​Nerve Seek to Disrupt Music Culture with 'Ghosts of Tomorrow'

​Nerve Seek to Disrupt Music Culture with 'Ghosts of Tomorrow'
"In a nutshell, it sounds like electronic music, but it's not. It doesn't sound like jazz, but it is," Nerve's Jojo Mayer tells Exclaim! from his home in New York.

It's a statement that really rings true when you fully understand the process behind Nerve's recordings. Upon hearing their latest independent album Ghosts of Tomorrow, one could easily mistake them for a purely digital act, such is the smokescreen of their drum and bass grooves, dubstep flutters and minimal house vibes.
Their sound is deceiving, impressively so. Nerve live and breathe like a jazz band, operating on the principles of improvisation and straight-up jamming, just in an electronic sphere. Their live shows, which are often completely improvised, are the creative foundries where their recordings first take shape. So, in a complete reverse of operations, their live performances (which are all recorded by Mayer) directly influence their releases.

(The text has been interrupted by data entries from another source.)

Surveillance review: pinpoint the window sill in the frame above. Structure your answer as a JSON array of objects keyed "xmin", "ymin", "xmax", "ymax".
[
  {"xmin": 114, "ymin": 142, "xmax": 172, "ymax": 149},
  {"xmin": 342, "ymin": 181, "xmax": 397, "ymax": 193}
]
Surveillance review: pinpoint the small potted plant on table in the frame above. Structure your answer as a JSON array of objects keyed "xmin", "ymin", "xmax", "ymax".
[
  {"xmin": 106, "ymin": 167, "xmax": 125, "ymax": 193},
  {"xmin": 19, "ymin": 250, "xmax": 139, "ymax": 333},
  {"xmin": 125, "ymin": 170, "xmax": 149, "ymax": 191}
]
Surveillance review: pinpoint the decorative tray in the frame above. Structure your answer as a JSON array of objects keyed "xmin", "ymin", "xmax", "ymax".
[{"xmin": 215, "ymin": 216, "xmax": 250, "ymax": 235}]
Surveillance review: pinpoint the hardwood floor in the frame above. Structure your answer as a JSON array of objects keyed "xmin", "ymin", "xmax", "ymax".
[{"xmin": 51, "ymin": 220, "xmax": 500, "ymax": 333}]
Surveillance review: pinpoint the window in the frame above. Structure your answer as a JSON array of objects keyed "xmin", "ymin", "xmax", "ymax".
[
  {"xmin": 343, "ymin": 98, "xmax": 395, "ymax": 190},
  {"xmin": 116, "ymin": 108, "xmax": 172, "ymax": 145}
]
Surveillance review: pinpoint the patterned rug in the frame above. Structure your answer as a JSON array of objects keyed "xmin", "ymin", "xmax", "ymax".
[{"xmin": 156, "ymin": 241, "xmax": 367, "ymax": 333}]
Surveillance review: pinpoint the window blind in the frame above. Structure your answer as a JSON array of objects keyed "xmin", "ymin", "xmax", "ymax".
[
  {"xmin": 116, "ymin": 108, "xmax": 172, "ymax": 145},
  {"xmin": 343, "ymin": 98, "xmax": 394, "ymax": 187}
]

"Basically, what we try to do artistically is to abandon the notion of perfection and we replace it with the notion of clarity," Mayer explains. "So, we're only aiming for clarity. We're not making perfect records anymore. We're only trying to get our point across."
That point — Nerve's entire ethos — is that 21st century music is stagnant. They see popular culture as being in a holding pattern, merely regurgitating the ideas of the last two decades and failing to acquire its own identity.
"If you look at the gap between 'Jailhouse Rock' by Elvis Presley, and Jimi Hendrix's 'Purple Haze,' it was only nine years," Mayer notes. "Looking back nine years from today, what has happened? Not much. I'm not saying that Bruno Mars isn't talented, because he is, and Lady Gaga too, she's talented, but they are in a position where at some point we had the likes of James Brown or Prince or Michael Jackson or David Bowie."
While Mayer does have the utmost respect for certain popular entities like Kendrick Lamar and James Blake, he still feels that popular culture doesn't reflect any cultural movements, which is a fire that Nerve are hoping to ignite.
"In a time where music and art, more and more become surface reproduction, and just a commodity, we're trying to create music that serves as a medium of self-expression," says Mayer. "We're trying to open a dialogue with the times that we live in. We're trying to recalibrate people's perception a little bit, or somehow un-brainwash them from the assault of the times we live in, and give them a bit of hope in their entity as human beings, and their potential for being creative and authentic."
This zeal for progress and innovation, started as a reverse-engineering of drum & bass back in the '90s. Inspired by the radicalness of the genre at the time, Mayer wanted to be part of the scene and began his own club night in New York called Prohibited Beatz. As a drummer by trade, it was only natural that Mayer eventually started by playing real-time beats over jungle rhythms. This brought an entirely different energy to drum & bass, and added the danger of improvisation, something that was vastly missing from the movement.
"It started as a platform where I just tried different things. It was cross-pollination really — colliding DJs with live musicians and visual artists into a big messy, organic, type of party that took on critical mass really quickly. By the late '90s it was one actually of the strongholds of subculture in NYC."
A decade-and-a-half later, Nerve are unique — an old method, attempting to capture the present, while questioning the future. It's a conglomerate of styles — almost everything familiar in an unfamiliar setting. They may not change the musical template, but they might at least open up the dialogue on its possibilities.